Fixing valid options for std.getopt

Jens Mueller jens.k.mueller at gmx.de
Thu Aug 11 14:16:11 PDT 2011


Jonathan M Davis wrote:
> On Thursday, August 11, 2011 10:02:38 Jens Mueller wrote:
> > Jonathan M Davis wrote:
> > > On Wednesday, August 10, 2011 15:28 Jens Mueller wrote:
> > > > D's getopt is actually modeled after Perl's Getopt::Long
> > > > (http://perldoc.perl.org/Getopt/Long.html). Linux's getopt is
> > > > actually
> > > > different in the details but I believe D's getopt is easy to use in
> > > > comparison.
> > > 
> > > Well, D's getopt should be fairly standard it terms of default behavior,
> > > and it should be reasonably easy to use. As it stands, it's pretty easy
> > > to use. I think that my main gripe is
> > > http://d.puremagic.com/issues/show_bug.cgi?id=5228 , but better sorting
> > > out its behavior like you're doing is a definite improvement IMHO.
> > 
> > Didn't know of this report. There are also other regarding getopt that I
> > should check.
> > I will have a look when I'm finished with the current changes.

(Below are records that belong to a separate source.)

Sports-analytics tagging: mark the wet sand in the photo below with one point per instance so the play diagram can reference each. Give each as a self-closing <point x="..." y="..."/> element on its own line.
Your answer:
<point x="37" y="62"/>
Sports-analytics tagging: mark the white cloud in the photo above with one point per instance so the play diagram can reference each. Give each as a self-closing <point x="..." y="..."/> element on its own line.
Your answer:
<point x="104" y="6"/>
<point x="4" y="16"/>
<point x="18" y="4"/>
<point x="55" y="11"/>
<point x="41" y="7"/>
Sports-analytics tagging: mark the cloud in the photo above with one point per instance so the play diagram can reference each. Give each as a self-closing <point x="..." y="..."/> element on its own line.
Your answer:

Since the
> > report is concerned with exception reporting it'll be nice to have some
> > specific examples where the thrown exception is not good enough. Maybe
> > you can add the specific usage examples that you found.
> 
> I'd have to mess around with getopt for a bit to get a good feel for exactly 
> what I'd like out of a specific exception, but the prime example would be that 
> a GetOptException would be able to tell you exactly which flag failed and what 
> the value was that was used with it. A ConvException is incredibly generic 
> about the problem. If I had
> 
> --flag=stuff --option=stuff
> 
> and one of those was supposed to take an int instead of a string, then the 
> ConvException is only going to tell you what the string was that faild to 
> convert - not what flag it was for - and regardless, it doesn't tell you in a 
> way that's easy for the program to determine what happened.

I see.

> Ideally, _no_ exceptions would be seen by the user, and for the program to be 
> able to give the user adequate feedback on which flag failed and why it failed, 
> the program needs an exception which actually tells it what failed and why. 
> Right now, all it gets is that a conversion in one of the flags failed, which 
> just doesn't cut it if you want to figure out what went wrong so that you can 
> give the user decent feedback.

Turning the exception into a useful message could be actually done by
std.log. In release mode std.log's format string may be changed. But
there are other options as well. I will look into providing more useful
exceptions which are needed either case.